People are one of the few assets a business has that appreciate in value.
I think the phrase "intellectual capital" describes it best (
or "intangible assets".
The problem is that this is a recent (formal) concept (started in 1980), though one might guess that informally "good" managers recognised this intuitiively, and for many managers this is an alien concept. They measure poeple by what it costs to hire and fire and balance the cost of replacement against the cost of retention without regard to such factors as the time taken for a replacement to become as effective as the person he replaces.
To a degree this is a refelection of the treatment of the "replacable" manual skills being applied to to skilled and professional employees.
What it means is that in an ideal world your value to the company should be known and measured as automatically as the accountants measure the value of an item of equipment and you shouldn't have to divert some of your own time and effort to researching your value measured in the market place whereas the management should have a knowledge of your value to the operation based on a range of factors.
It also means that review discussions can take unexpected turns. Engineers are said to be unemotional and logical while it is a fair bet that managers are the converse. In fact it sometimes seems as if managers are potentially the most emotional and least rational people on the planet (with obvious exceptions which PC forbids I mention).
Do not expect fair treatment, logical appraisal or rational outcomes. Be prepared for distaster and always have your CV/Resume up to date and out there. ALways be ready to consider pastures new but avoid "blackmail".
Do not expect loyalty to be anything other than a one-way street.
If your company has pressures on it that means it cannot afford to pay you what you are worth (even if you can get them to admit what you are worth) look elsewhere. All the excerise of belt tightening (i.e. employees accepting that "times are tough" and that pay rises will not occur)will prove is that what you are worth and what you will accept are two different things.
One company i was at spent many years telling the employees of its most profitable business unit that times were tough in aerospace and that we were supporting aerospace. This went on for years with no annual pay rises, rationalisation, no investment, and a general devaluaing of the workforce. Management paid most attention to the profit and loss statement which meant controlling the salary bill.

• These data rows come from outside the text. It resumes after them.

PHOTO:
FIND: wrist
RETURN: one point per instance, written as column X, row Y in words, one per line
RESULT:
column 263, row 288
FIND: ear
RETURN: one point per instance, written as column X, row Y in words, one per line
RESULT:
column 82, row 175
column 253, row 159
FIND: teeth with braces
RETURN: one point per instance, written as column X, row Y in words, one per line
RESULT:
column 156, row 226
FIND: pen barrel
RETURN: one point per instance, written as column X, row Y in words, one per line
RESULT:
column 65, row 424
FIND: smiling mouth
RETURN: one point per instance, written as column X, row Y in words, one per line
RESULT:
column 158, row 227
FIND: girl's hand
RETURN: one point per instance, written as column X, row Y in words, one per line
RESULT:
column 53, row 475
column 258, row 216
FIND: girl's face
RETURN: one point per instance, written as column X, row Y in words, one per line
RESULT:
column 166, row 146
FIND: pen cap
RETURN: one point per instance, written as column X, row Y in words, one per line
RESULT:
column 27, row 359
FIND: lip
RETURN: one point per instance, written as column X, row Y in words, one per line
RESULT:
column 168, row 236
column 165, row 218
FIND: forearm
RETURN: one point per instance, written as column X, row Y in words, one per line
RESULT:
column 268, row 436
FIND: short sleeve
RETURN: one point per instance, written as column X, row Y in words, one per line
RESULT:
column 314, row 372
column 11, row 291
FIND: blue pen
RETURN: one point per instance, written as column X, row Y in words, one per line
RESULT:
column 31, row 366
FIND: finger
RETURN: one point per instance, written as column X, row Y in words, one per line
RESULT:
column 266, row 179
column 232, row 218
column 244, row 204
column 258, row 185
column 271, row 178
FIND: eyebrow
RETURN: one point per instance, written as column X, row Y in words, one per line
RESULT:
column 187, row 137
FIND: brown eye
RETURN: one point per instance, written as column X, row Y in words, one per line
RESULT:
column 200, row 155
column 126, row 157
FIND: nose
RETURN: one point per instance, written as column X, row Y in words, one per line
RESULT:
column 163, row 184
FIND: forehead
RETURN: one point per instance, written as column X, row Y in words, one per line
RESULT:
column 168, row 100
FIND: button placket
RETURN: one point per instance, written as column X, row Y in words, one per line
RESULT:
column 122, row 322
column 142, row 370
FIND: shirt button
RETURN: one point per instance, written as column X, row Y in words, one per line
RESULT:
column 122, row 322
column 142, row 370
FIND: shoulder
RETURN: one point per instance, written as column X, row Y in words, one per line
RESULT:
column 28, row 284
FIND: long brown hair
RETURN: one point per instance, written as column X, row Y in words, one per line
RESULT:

Then a few years ago they sold the aerospace business for $60,000,000. This money was shared out among the shareholders. Not a single employee saw eny return on their own investment of time and loyalty. Do't make any mistake, if you forgo any rightful reward you are investing in the company and you ought to either accept that, look for some tangible alternative e.g. shares or get out. At any one time even in the depths of recession there are companies that grow and reward and others that don't. Never back a loosing side.